Mill’s bootstrapping proceeds roughly in the following phases:

  1. If using the bootstrap script, it first checks if the right version of Mill is already present, and if not it downloads it to ~/.mill/download

  2. It instantiates an in-memory MillBuildRootModule.BootstrapModule, which is a hard-coded build.mill used for bootstrapping Mill

  3. If there is a meta-build present mill-build/build.mill, it processes that first and uses the MillBuildRootModule returned for the next steps. Otherwise it uses the MillBuildRootModule.BootstrapModule directly

  4. Mill evaluates the MillBuildRootModule to parse the build.mill, generate a list of ivyDeps as well as appropriately wrapped Scala code that we can compile, and compiles it to classfiles

  5. Mill loads the compiled classfiles of the build.mill into a java.lang.ClassLoader to access it’s RootModule

Everything earlier in the doc applies to each level of meta-builds in the Mill bootstrapping process as well.

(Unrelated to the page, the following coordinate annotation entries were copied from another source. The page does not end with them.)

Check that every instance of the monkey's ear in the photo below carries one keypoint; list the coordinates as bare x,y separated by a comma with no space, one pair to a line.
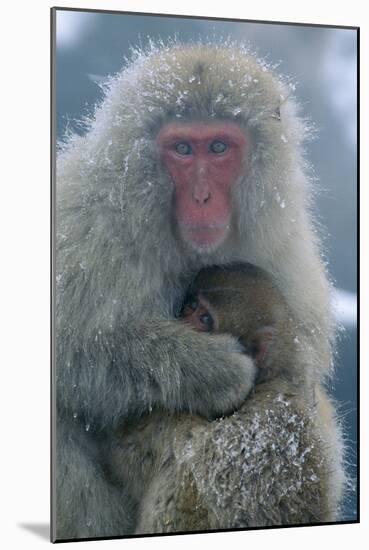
263,339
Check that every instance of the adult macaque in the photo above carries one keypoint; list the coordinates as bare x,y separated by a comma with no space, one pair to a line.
192,159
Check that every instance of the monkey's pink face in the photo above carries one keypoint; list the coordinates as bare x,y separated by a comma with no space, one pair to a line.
204,161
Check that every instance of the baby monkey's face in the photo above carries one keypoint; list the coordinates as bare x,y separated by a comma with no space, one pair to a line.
199,313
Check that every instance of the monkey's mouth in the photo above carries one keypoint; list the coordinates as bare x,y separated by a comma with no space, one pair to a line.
204,236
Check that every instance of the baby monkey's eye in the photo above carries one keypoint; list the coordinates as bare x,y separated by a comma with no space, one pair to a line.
218,146
183,148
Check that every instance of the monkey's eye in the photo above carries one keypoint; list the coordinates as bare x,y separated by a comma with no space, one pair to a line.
207,320
218,147
183,148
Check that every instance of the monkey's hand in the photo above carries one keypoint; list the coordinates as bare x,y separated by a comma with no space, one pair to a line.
156,364
184,370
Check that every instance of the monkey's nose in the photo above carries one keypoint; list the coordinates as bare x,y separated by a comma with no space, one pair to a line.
201,194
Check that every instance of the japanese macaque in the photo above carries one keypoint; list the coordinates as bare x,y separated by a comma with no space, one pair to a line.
193,158
241,300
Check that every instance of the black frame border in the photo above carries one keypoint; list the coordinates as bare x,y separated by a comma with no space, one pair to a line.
53,12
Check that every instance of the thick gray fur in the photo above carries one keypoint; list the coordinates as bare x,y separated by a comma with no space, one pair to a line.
122,269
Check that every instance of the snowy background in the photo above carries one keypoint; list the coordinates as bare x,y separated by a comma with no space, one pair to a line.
322,62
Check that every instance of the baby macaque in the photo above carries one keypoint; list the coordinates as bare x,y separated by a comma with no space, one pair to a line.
243,300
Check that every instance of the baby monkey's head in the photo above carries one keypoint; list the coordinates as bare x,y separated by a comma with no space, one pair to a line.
242,300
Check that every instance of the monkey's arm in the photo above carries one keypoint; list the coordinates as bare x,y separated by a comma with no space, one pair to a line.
268,464
151,364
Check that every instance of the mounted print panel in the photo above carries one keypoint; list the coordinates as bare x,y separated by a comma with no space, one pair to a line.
204,274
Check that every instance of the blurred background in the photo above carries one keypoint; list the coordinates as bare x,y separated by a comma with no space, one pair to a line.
323,63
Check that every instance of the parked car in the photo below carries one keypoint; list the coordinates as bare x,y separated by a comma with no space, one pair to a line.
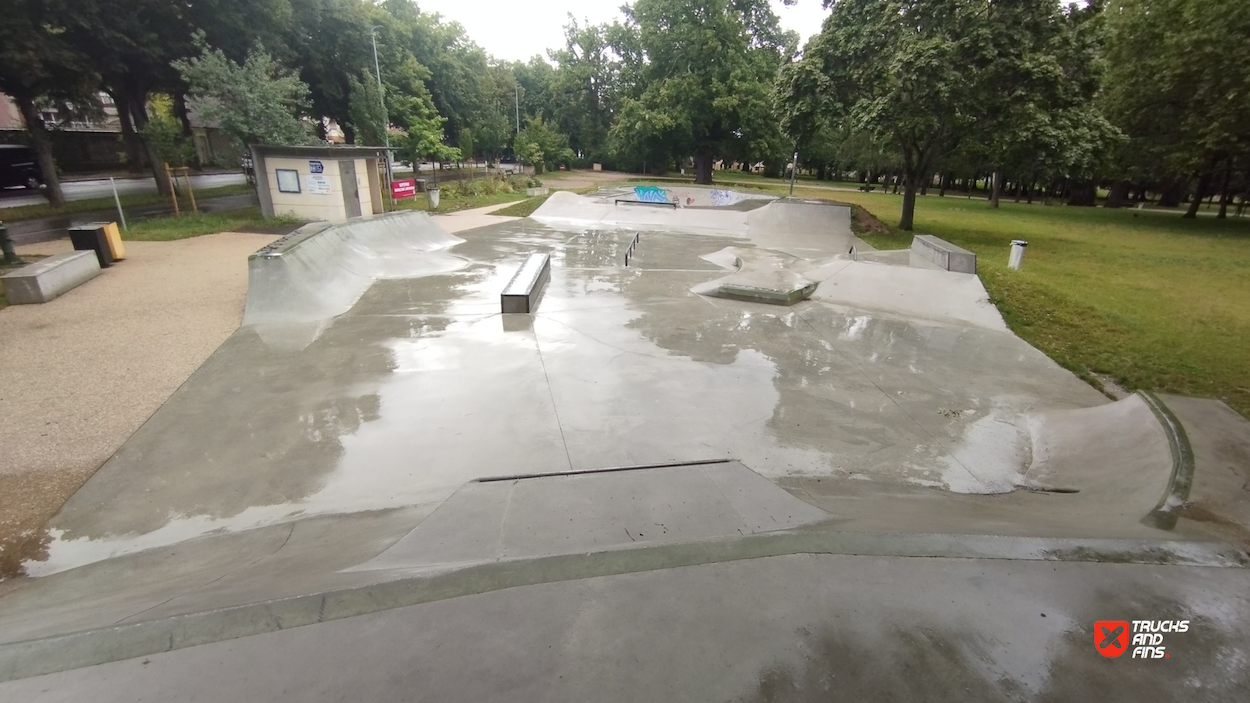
19,168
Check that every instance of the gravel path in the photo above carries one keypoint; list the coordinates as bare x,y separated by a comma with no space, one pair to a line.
78,375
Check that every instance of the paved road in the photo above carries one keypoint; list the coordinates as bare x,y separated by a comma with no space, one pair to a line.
100,188
46,229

In general, .sc files, import $file, and import $ivy can be thought of as a short-hand for configuring the meta-build living in mill-build/build.mill:

  1. .sc and import $file are a shorthand for specifying the .scala files living in mill-build/src/

  2. import $ivy is a short-hand for configurin the def ivyDeps in mill-build/build.mill

Most builds would not need the flexibility of a meta-build’s mill-build/build.mill, but it is there if necessary.

Mill supports multiple levels of meta-builds for bootstrapping:

  • Just build.mill

  • One level of meta-builds: mill-build/build.mill and build.mill

  • Two level of meta-builds: mill-build/mill-build/build.mill, mill-build/build.mill and build.mill

The Mill Meta Build works through a simple use case and example for meta-builds.